One of the best-known features of the OpenOffice.org suite is its ability to export files into PDF format.
Combined with the ability to read files in many formats such as the ones used in WordPerfect and MS Office, this makes OpenOffice.org a good converter.
Of course there are more free office converters (example: wvWare) but OpenOffice.org is probably the best one due to the large number of formats that is supports and the good quality of its filters.
Its main drawback, however, is that it’s not trivial to convert documents using this suite in batch mode from the command line.

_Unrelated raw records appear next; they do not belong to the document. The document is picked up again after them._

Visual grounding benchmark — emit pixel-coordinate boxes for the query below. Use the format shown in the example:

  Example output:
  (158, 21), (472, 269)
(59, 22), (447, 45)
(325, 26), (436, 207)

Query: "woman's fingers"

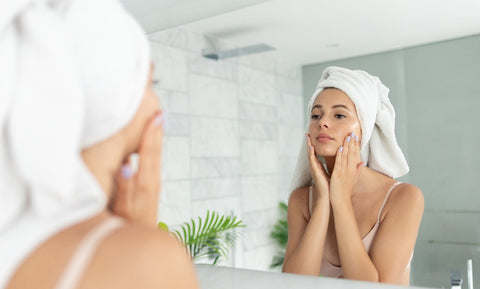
(137, 112), (163, 193)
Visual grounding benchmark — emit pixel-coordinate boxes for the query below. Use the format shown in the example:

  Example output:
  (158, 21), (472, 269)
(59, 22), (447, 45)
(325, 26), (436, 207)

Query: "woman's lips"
(316, 134), (333, 142)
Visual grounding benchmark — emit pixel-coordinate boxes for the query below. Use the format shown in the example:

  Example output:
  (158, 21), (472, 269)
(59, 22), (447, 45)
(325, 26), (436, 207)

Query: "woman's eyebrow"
(312, 104), (350, 111)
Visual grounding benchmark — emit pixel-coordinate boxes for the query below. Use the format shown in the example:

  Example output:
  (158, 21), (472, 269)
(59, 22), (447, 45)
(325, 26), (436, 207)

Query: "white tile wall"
(190, 74), (238, 119)
(190, 117), (240, 157)
(149, 27), (304, 270)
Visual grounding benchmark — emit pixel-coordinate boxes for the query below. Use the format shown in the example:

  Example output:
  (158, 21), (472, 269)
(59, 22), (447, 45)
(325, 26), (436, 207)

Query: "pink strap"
(377, 182), (402, 220)
(55, 218), (123, 289)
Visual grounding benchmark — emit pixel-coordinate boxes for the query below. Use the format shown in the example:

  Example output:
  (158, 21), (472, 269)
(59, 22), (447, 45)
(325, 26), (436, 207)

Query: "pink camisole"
(308, 182), (413, 278)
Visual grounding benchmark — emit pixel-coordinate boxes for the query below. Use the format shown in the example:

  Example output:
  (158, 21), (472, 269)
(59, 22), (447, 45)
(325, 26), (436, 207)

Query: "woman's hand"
(307, 133), (330, 200)
(111, 112), (164, 227)
(330, 133), (363, 205)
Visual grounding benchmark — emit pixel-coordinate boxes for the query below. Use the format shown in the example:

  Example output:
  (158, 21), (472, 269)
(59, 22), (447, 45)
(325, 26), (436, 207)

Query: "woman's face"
(308, 88), (362, 157)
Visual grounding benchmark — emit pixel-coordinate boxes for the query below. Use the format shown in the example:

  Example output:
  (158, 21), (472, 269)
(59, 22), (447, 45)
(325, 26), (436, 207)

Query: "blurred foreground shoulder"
(80, 225), (199, 289)
(388, 183), (425, 213)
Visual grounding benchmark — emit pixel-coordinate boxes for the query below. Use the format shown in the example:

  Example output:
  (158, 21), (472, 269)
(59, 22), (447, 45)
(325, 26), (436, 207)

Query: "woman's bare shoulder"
(387, 183), (425, 212)
(288, 186), (310, 220)
(288, 186), (310, 205)
(80, 220), (197, 288)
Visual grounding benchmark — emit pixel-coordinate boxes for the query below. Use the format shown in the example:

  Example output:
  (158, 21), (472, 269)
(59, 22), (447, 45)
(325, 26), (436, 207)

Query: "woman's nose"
(319, 116), (330, 128)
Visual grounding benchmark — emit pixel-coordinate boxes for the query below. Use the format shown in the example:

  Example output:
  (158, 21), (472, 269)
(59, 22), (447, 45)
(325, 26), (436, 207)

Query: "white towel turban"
(0, 0), (150, 288)
(290, 66), (409, 191)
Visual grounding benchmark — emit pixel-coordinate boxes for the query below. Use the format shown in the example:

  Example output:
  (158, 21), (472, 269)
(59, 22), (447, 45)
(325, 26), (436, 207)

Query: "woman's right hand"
(111, 112), (164, 228)
(307, 133), (330, 200)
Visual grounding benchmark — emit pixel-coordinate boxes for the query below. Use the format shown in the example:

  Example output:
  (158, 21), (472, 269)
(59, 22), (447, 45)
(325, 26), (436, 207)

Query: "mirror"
(121, 0), (480, 288)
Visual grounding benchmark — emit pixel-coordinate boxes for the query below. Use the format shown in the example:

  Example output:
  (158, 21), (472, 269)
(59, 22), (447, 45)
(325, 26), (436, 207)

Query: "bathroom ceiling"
(178, 0), (480, 65)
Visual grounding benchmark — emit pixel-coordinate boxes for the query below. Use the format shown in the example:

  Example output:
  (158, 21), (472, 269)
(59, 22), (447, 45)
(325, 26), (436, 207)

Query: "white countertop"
(196, 265), (438, 289)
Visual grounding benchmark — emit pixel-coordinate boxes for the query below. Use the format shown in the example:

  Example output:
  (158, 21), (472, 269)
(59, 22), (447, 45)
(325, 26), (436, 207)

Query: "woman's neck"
(82, 140), (124, 198)
(324, 157), (387, 195)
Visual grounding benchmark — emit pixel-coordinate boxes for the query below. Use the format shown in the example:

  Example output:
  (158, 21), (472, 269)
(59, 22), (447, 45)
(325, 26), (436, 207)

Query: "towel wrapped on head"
(0, 0), (150, 288)
(291, 66), (409, 191)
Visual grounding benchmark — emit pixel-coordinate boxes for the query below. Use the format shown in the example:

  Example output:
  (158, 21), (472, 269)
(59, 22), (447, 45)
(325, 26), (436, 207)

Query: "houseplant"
(158, 211), (245, 265)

Of all the methods I’ve seen, this is probably the easiest one. Here are the steps:
- Start OpenOffice.org:
$ openoffice "-accept=socket,host=localhost,port=2002;urp;"
- Download this script.
- Use it!
$ ./ooextract.py --pdf mydocument.odt
OpenOffice.org has to be running in background for this script to have effect, so to avoid the annoyance of having the office window laying around in your desktop (or to use it in a machine with no display) you can use Xvfb or a VNC server. Example:
$ Xvfb :1 & $ DISPLAY=:1 openoffice "-accept=socket,host=localhost,port=2002;urp;"
And that’s it. It would be nice if OpenOffice.org had direct support for conversion from the command line, but meanwhile this method will do the job.